Training resnet on increasing fraction of a dataset

Hello there!

For a ongoing research project, we are utilizing a NF-ResNet 26 model and training it to classify two outcomes (yes/no). We’d like to follow this approach: Take a fraction of the dataset (1%-10%), and train each fraction for a number of 50 epochs. Afterwards the model is tested on the whole validation dataset, the fraction increases and so on. I’ve never tried an approach like this, so I want to make sure that the code I set up is properly working. It looks like this

results = {
    'fraction': [],
    'epoch': [],
    'train_loss': [],
    'train_accuracy':[],
    'val_loss': [],
    'val_accuracy': []
}

num_epochs = 50
total_samples = len(train_dataset)

    # Create a subset of the dataset
for fraction in range(1, 11):  # 1% to 10%
    # Calculate the number of samples for the current fraction
    num_samples = int(total_samples * (fraction / 100))
    subset_indices = list(range(num_samples))

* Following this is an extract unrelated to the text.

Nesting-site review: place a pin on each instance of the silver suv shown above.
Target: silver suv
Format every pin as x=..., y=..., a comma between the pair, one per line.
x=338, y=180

    subset= Subset(train_dataset, subset_indices)
 

    # Create a DataLoader for the current subset
    train_loader = DataLoader(subset, batch_size=32, shuffle=True)

    print(f"Training with {fraction}% of the dataset ({num_samples} samples)...")

    for epoch in range(num_epochs):

        model.train()  # Set model to training mode

        running_loss = 0.0
        train_correct = 0
        train_total = 0
        for inputs, labels in train_loader:

            inputs, labels = inputs.to(device), labels.to(device)

            # Zero the parameter gradients
            optimizer.zero_grad()

            # Forward pass
            outputs = model(inputs)
            loss = criterion(outputs, labels)

            _, predicted = torch.max(outputs.data, 1)
            train_total += labels.size(0)
            train_correct += (predicted == labels).sum().item()

            # Backward pass and optimization
            loss.backward()
            optimizer.step()

            running_loss += loss.item()

        # Print the average loss for this epoch
        print(f'Epoch [{epoch+1}/{num_epochs}], Loss: {running_loss/len(train_loader):.4f}')
        # Print the average accuracy for this epoch
        print(f'Epoch[{epoch+1}/{num_epochs}],Train_Accuracy: {100 * train_correct / train_total:.2f}%')

            # Optionally, evaluate on the validation set
        model.eval()  # Set model to evaluation mode
        val_loss = 0.0
        correct = 0
        total = 0
        with torch.no_grad():
            for inputs, labels in test_loader:
              inputs, labels = inputs.to(device), labels.to(device)
              outputs = model(inputs)
              loss = criterion(outputs, labels)
              val_loss += loss.item()

              _, predicted = torch.max(outputs.data, 1)
              total += labels.size(0)
              correct += (predicted == labels).sum().item()

        print(f'Validation Loss: {val_loss/len(test_loader):.4f}, Accuracy: {100 * correct / total:.2f}%')

        results['fraction'].append(fraction)
        results['epoch'].append(epoch + 1)
        results['train_loss'].append(running_loss/len(train_loader))
        results['train_accuracy'].append(100 * train_correct / train_total)
        results['val_loss'].append(val_loss/len(test_loader))
        results['val_accuracy'].append(100 * correct / total)

In particular, Im not sure about the following: Do I understand correctly, that the model is trained on a fraction (lets say 1%) and if the fraction is increased (i.e 2% of the dataset sampled), the model is not “newly trained” but utilizes the weights learned with the 1% fraction dataset? And so on?

I would appreciate any feedback a lot, I just want to be crystal clear the I am following the correct path here.

Thank you in advance

Best

Yes, this is the case as long as you don’t recreate the model or re-initialize its parameters explicitly.

1 Like